Weather is kind to USF&G as insurer's profit rises 35% Chairman credits lack of storms in Southeast

October 23, 1997|By Bill Atkinson | Bill Atkinson,SUN STAFF

USF&G Corp. escaped winds, storms, hurricanes and other natural disasters, and as a result, operating income soared 68 percent and net income rose 35 percent in the third quarter.

The Baltimore insurance company said yesterday that it's after-tax operating income jumped to $51 million in the third quarter ended Sept. 30, compared with $31 million for the same time a year earlier.

After-tax operating income per fully diluted common share rose 81.8 percent to 40 cents in the quarter, compared with 22 cents for the same period in 1996.

"USF&G's third-quarter results got a boost from mother nature for a change," said Norman P. Blake Jr., the company's chairman. "The late summer storms usually seen in the Southeast simply did not materialize this year."

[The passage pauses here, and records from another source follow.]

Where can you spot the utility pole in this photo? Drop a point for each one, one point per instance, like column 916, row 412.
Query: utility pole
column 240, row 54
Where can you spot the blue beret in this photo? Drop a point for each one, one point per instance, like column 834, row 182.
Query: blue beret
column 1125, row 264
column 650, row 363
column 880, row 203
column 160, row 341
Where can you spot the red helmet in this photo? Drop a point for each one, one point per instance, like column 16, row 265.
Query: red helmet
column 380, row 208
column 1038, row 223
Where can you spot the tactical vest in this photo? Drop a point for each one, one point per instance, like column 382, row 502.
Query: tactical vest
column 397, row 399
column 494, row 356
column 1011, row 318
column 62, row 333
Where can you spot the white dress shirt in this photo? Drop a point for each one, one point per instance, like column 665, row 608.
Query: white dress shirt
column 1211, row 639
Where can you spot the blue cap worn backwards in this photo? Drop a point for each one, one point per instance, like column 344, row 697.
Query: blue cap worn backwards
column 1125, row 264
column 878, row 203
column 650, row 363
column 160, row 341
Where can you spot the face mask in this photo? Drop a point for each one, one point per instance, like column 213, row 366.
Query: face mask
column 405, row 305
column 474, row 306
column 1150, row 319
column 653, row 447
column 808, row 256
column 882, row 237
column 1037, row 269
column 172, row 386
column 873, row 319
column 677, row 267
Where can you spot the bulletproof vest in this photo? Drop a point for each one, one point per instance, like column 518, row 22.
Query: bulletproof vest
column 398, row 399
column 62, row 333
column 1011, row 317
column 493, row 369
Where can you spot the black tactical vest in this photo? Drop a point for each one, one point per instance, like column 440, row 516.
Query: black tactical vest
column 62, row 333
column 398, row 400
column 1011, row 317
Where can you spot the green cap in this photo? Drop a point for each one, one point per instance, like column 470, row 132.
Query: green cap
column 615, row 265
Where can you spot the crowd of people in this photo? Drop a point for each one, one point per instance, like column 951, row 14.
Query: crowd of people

Net income after taxes was $48 million in the quarter, compared with $35 million for the same period a year earlier. After-tax net income per fully diluted share rose 54 percent to 40 cents compared with 26 cents for the same time a year earlier.

In the quarter, losses due to catastrophes fell nearly 90 percent to $5 million, compared with $45 million for the same period a year earlier when the company was socked with $31 million in losses related to Hurricane Fran.

Fran raked the East Coast in September 1996, and caused extensive damage and flooding in Western Maryland.

"The positive impact of lower catastrophes notwithstanding, we are encouraged by our underlying performance in what is widely held to be a dismal marketing environment," Blake said.

He sees "strength" in the company's property and casualty RTC business as well as in its life insurance business despite competition.

USF&G's stock declined 56.25 cents to close at $21.

Ira Zuckerman, an insurance analyst with Nutmeg Securities Ltd., said the company is continuing to "struggle."

"They are doing all the right things, but I don't know that it is enough," he said. "They are not at the point where they are making a lot of money."

Zuckerman said competition is cutthroat.

For the first nine months of the year, the company's after-tax operating income was up 14 percent to $147 million, or $1.14 per fully diluted common share, compared with $129 million, or 93 cents, the same time a year earlier.

After-tax net income was $140 million, or $1.16 per fully diluted common share for the first nine months of the year, compared with $159 million, or $1.16 per share.

Revenue slipped 4.5 percent to $828 million in the quarter, compared with $867 million for the same period in 1996. For the first nine months of the year, revenue was $2.5 billion, down from $2.6 billion.

Dan L. Hale, USF&G's chief financial officer, said revenue fell in part because the company sold nearly $1 billion in single premium deferred annuities.